Each wagon was drawn by twelve oxen, yoked together in six pairs. This was the regular fashion; twenty-five freight wagons to a train, and six yoke of bulls to a wagon. There were thirty-one men in the outfit: a teamster for each of the twenty-six wagons, the wagon master and the assistant wagon master, Davy the “extra” another “extra” (who was a regular teamster), and the cavvy herder. The teamsters trudged beside their teams; the only persons who rode were Charley and Yank and Davy and the cavvy herder, on their mules.
The freight train was called a “bull train”; the wagons were “bull wagons”; the oxen were “bull teams”; the teamsters were “bull whackers”; the wagon master was the “bull wagon boss”; and the whole array was a “bull outfit.”
Stretched out in a line a quarter of a mile long, the train made a handsome sight to Davy, proudly looking back from his post at the flank of Charley’s mule. The oxen, fresh for the start, with heads low and necks fitted into great wooden yoke and bow, pulled stanchly, at a dignified, steady plod, keeping the heavy ox-chains tight.
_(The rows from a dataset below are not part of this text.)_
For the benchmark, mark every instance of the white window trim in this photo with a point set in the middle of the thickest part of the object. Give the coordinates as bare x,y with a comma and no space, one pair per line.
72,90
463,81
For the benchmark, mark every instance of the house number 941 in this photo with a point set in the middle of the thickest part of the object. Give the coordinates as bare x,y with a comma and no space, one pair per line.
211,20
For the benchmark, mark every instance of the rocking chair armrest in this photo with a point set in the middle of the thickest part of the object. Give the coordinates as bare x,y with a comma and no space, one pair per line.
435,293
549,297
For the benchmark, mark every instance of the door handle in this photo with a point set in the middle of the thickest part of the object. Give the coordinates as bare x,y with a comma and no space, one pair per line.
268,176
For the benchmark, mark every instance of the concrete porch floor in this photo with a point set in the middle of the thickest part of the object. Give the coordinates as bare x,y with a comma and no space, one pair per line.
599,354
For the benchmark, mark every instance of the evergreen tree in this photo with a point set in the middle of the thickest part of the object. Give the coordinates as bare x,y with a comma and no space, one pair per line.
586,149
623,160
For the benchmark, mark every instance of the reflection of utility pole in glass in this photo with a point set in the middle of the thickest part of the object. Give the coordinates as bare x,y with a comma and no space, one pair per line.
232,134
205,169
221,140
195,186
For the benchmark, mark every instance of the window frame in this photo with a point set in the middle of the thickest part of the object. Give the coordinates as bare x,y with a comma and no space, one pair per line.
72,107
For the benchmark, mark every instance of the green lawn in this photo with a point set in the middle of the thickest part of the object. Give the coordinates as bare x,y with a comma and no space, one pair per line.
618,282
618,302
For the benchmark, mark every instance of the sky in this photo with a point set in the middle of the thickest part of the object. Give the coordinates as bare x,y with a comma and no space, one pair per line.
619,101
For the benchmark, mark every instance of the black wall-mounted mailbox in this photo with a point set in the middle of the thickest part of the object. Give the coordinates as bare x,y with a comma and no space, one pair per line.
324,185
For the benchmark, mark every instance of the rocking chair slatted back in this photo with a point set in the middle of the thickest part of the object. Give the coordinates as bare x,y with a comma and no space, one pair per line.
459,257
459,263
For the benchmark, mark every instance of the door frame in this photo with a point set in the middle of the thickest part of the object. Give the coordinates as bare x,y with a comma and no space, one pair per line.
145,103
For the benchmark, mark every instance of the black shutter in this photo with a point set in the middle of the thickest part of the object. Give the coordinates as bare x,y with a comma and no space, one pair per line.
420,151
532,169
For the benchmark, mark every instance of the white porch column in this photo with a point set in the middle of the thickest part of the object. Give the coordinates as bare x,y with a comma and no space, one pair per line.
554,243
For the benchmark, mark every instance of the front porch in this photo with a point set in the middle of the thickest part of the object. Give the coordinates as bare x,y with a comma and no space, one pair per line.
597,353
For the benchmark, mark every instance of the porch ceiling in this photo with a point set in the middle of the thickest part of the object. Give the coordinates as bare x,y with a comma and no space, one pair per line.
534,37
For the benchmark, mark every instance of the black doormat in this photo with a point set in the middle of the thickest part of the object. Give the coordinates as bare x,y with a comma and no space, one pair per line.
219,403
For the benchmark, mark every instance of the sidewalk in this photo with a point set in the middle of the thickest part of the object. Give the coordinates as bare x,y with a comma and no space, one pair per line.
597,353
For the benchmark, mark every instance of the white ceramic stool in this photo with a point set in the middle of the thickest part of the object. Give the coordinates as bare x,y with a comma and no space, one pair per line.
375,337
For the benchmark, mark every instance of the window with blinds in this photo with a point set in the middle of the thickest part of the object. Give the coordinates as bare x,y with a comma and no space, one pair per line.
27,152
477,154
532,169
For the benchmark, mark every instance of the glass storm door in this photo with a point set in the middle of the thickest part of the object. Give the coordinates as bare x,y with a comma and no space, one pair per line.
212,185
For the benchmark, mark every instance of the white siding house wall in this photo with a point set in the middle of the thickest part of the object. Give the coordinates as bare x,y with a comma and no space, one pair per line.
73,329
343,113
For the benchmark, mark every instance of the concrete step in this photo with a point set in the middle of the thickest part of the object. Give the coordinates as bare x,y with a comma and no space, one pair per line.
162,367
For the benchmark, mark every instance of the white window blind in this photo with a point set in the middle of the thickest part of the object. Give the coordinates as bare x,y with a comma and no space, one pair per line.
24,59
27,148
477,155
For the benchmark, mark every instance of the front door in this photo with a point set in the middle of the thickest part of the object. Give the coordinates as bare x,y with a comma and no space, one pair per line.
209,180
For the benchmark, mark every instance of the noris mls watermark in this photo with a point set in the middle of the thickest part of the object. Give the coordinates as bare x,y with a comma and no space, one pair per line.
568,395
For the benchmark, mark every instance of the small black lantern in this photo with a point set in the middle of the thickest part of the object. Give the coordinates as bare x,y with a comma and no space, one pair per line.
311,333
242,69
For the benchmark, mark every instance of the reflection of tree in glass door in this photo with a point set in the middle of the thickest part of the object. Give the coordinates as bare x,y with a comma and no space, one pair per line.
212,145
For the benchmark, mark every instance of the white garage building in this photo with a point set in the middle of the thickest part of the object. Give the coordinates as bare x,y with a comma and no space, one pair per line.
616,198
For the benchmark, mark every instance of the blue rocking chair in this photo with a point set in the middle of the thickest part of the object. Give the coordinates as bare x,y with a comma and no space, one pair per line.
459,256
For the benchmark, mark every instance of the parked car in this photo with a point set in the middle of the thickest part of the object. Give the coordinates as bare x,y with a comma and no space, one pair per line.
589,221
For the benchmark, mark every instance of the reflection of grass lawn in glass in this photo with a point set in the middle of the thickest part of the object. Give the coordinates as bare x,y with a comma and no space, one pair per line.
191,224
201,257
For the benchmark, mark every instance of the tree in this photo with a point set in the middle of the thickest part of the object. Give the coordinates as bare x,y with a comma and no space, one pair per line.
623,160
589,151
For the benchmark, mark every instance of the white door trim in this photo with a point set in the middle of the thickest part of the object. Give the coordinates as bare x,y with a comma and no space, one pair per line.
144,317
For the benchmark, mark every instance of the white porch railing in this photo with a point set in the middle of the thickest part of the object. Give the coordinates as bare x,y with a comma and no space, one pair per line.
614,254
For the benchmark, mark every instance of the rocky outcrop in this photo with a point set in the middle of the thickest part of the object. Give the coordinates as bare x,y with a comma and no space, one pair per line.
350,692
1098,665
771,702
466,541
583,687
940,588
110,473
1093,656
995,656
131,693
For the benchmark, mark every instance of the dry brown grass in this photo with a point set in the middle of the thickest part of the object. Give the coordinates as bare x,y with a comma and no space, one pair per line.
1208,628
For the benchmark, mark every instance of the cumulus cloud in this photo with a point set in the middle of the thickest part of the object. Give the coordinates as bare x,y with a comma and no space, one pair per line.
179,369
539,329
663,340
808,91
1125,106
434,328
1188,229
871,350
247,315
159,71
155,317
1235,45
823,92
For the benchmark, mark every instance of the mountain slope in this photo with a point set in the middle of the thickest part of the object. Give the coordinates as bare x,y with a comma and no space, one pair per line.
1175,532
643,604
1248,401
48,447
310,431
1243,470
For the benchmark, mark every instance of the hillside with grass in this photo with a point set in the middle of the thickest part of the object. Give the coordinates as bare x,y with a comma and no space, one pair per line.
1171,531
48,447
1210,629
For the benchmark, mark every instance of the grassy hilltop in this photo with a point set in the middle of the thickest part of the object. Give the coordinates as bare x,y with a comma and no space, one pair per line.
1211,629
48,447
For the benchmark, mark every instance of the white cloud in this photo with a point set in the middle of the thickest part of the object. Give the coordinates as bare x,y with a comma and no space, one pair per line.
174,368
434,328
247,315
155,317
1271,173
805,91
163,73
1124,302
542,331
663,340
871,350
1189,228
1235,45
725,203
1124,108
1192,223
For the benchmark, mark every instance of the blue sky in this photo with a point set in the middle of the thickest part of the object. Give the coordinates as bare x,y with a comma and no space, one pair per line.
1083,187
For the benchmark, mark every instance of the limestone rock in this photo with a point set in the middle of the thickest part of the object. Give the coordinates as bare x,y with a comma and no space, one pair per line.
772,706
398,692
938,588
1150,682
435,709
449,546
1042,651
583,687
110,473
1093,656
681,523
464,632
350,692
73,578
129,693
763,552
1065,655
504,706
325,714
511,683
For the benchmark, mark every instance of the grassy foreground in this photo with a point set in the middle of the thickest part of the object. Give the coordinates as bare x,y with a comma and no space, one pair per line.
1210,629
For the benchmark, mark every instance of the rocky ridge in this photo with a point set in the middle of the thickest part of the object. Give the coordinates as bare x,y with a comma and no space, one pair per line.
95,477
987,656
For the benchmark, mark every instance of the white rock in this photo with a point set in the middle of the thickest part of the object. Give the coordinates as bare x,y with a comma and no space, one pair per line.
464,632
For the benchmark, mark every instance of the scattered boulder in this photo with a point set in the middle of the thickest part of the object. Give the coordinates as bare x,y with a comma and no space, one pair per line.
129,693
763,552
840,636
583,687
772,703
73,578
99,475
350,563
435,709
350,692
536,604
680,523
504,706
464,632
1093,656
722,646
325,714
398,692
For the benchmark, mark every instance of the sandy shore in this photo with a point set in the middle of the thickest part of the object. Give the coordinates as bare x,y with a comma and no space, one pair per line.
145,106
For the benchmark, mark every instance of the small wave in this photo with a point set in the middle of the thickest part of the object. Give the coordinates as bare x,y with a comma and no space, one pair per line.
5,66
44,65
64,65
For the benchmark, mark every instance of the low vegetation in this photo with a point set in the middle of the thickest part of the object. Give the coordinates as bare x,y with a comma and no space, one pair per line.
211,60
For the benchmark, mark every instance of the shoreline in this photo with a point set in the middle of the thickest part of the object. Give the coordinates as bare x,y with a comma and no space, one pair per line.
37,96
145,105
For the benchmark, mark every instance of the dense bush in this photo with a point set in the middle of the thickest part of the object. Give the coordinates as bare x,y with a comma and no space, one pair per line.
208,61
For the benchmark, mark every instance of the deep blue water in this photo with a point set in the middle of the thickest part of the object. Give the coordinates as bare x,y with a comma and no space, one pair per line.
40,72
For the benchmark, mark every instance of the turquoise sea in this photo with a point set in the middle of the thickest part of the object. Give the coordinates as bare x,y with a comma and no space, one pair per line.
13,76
The majority of the “bulls” were spotted white and red or black; there were a number of roans and reds and a few black. The head team were black, except the pair next to the wagon, which were red. Several had been dehorned because they were fighters.
The teamsters strode sturdily, cracking their whips, shouting to their teams and to one another, and occasionally singing. One and all wore neither coat nor vest, but heavy flannel shirt of red or blue, and a silk or cotton handkerchief about the neck. Their shirts were tucked into coarse trousers, and the trousers into high, stout cowhide boots. On their heads were the regular broad-brimmed, flat-crowned felt hats that plains travellers liked best. About the waists of the most of the men were strapped one or two big Colt’s revolvers, and through the belt was thrust a butcher-knife. They all had a gun somewhere, either belted on or else as a yager or a rifle stowed handily in the wagon. And every teamster carried, trailing or coiled, his long-lashed whip.
The train was, as Charley remarked roundly to Dave, “a crack outfit.”
“We’ve got some of the top-notcher teams and whackers of the whole Russell, Majors & Waddell concern,” he said. “There’s not a better bull-whip slinger or a better six yoke of bulls on the trail than right here with this lead wagon. Of course, I suppose we’ve some crooked sticks, like every train has; but they’ve got to behave themselves while I’m boss.”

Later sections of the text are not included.